Saturday, October 12, 2019

How Careful Research Helps Authors Avoid Smelly Writing Mistakes

Research. If you write historical fiction, it’s unavoidable. In fact, if you write any type of fiction, you ought to be doing some kind of research. Fortunately, I love to research while I write because I enjoy learning about the time period my characters hail from. In the rush to create a completed novel, however, there’s always the danger that I’ll make “smelly” little mistakes. I almost made a particularly smelly one today.

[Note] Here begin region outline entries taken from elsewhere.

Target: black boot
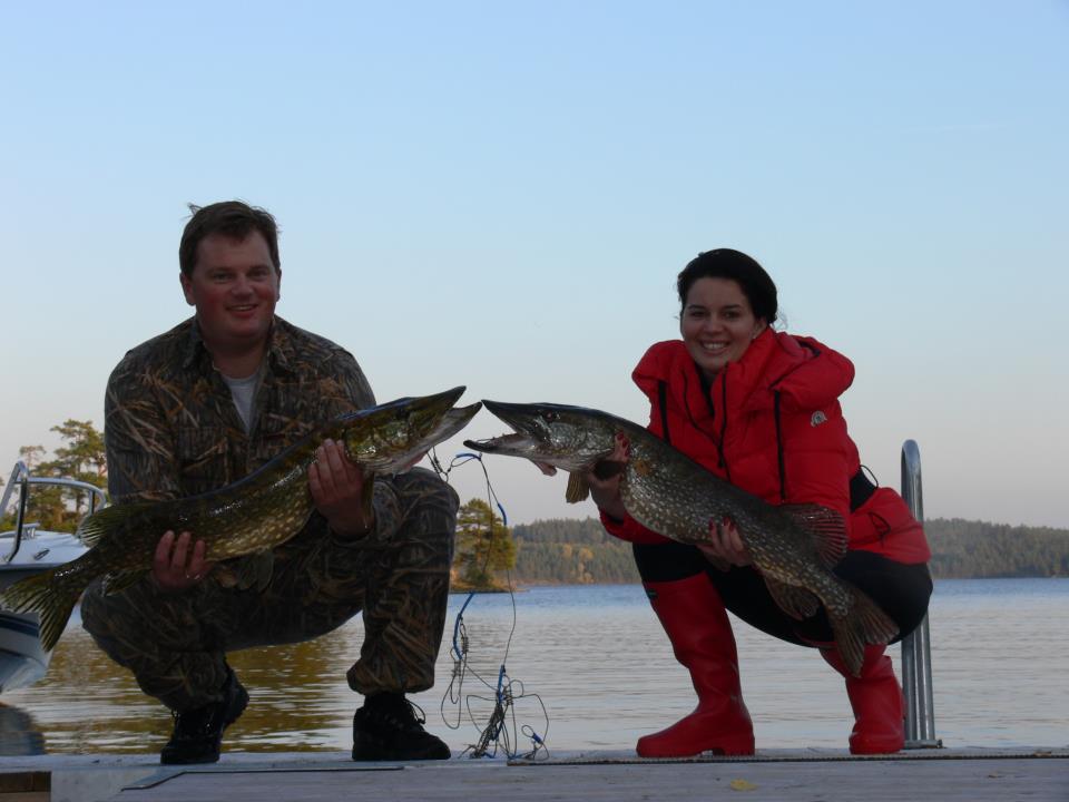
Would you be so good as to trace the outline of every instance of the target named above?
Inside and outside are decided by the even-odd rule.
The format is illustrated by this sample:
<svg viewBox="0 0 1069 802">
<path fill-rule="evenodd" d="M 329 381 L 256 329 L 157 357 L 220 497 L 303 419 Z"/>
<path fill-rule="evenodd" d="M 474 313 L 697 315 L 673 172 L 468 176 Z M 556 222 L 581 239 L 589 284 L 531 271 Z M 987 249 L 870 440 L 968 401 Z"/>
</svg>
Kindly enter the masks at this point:
<svg viewBox="0 0 1069 802">
<path fill-rule="evenodd" d="M 353 760 L 449 760 L 449 746 L 415 710 L 404 694 L 367 696 L 353 716 Z"/>
<path fill-rule="evenodd" d="M 223 731 L 237 721 L 247 704 L 248 693 L 229 669 L 222 701 L 175 714 L 175 731 L 159 753 L 159 762 L 215 763 L 223 745 Z"/>
</svg>

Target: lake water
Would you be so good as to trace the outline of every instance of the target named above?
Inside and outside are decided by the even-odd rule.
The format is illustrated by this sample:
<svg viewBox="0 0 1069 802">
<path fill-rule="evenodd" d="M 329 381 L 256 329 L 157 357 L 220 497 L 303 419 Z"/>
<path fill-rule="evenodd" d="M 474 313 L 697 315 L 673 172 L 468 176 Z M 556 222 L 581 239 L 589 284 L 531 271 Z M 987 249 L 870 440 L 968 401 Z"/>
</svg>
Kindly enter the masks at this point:
<svg viewBox="0 0 1069 802">
<path fill-rule="evenodd" d="M 467 598 L 450 598 L 438 684 L 413 697 L 454 752 L 478 742 L 502 661 L 514 697 L 506 732 L 521 754 L 528 732 L 551 752 L 631 749 L 694 707 L 688 675 L 637 585 L 473 597 L 463 615 L 468 671 L 461 693 L 449 694 L 454 619 Z M 941 580 L 930 622 L 944 745 L 1069 745 L 1069 579 Z M 734 623 L 757 747 L 844 747 L 852 718 L 842 678 L 816 652 Z M 345 671 L 361 639 L 357 617 L 317 640 L 232 655 L 252 701 L 225 749 L 349 749 L 361 697 Z M 901 677 L 900 648 L 891 653 Z M 46 677 L 3 695 L 0 751 L 158 752 L 170 726 L 167 711 L 72 625 Z"/>
</svg>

I’m always on the lookout for anachronisms—those pesky little details that don’t belong to a specific time period. Etymological mistakes are frequent culprits. For example, in an early version of my current manuscript, my 1890s protagonist observed that she was in a vulnerable situation which made her, in essence, a “sitting duck.” The problem? The idiom “sitting duck” wasn’t coined until World War II. It wouldn’t occur to a young woman from the Victorian era to use such a phrase to describe the situation she’s in. In fact if a person from the future told her she was a “sitting duck,” she would have no idea what he meant.

Another smelly mistake almost happened when a particular scent became an important part of my plot. Hopefully, most readers would never spot the error, but the perfectionist within me cringed when a little extra research showed me where I went wrong.

In an early chapter, I needed my protagonist to smell like a character she’d been tasked with impersonating. It was easy enough to find a perfume that was in vogue in the 1890s (in fact, the one I chose remained popular enough that the company still produces and sells it today), but I made a major mistake in how I described its fragrance.

It turns out that perfumes have three “notes,” or fragrance combinations. These are a) the top note, b) the heart (or middle) note, and c) the base note. If you’ve ever purchased a perfume or cologne only to start wearing it and find out it doesn’t smell so good after all, the culprit might be found in the notes. At the first whiff, you may have detected cinnamon, orange blossom, orchid, or a combination. This top note might last for a good twenty or more minutes. Eventually, however, it will break down to the heart note. Now you’re smelling leather, rose, or whatever other fragrance the perfume has become, but when you arrive at work an hour later, something awful happens. Your coworkers detect the pungent aroma of moldy grass clippings and eau de sour milk every time you walk past them. You can’t even stand to smell yourself! How did you ever think this perfume smelled good on you?

Part of the problem is the base note. Part of it is your particular body chemistry. Of course, none of this information will make it into the final draft of my novel because if it does I’ll have made yet another mistake. (Anyone ever read the cetology chapter in Moby Dick?) It will, however, inform my decisions about how I describe the perfume’s aroma in key scenes that come later in the story.

Research! It makes novels more authentic and believable, and it can even lead to exciting new plot ideas! The key to making it your ally is to get your facts from legitimate sources and then pursue the new questions the “answers” evoke to see where they take you.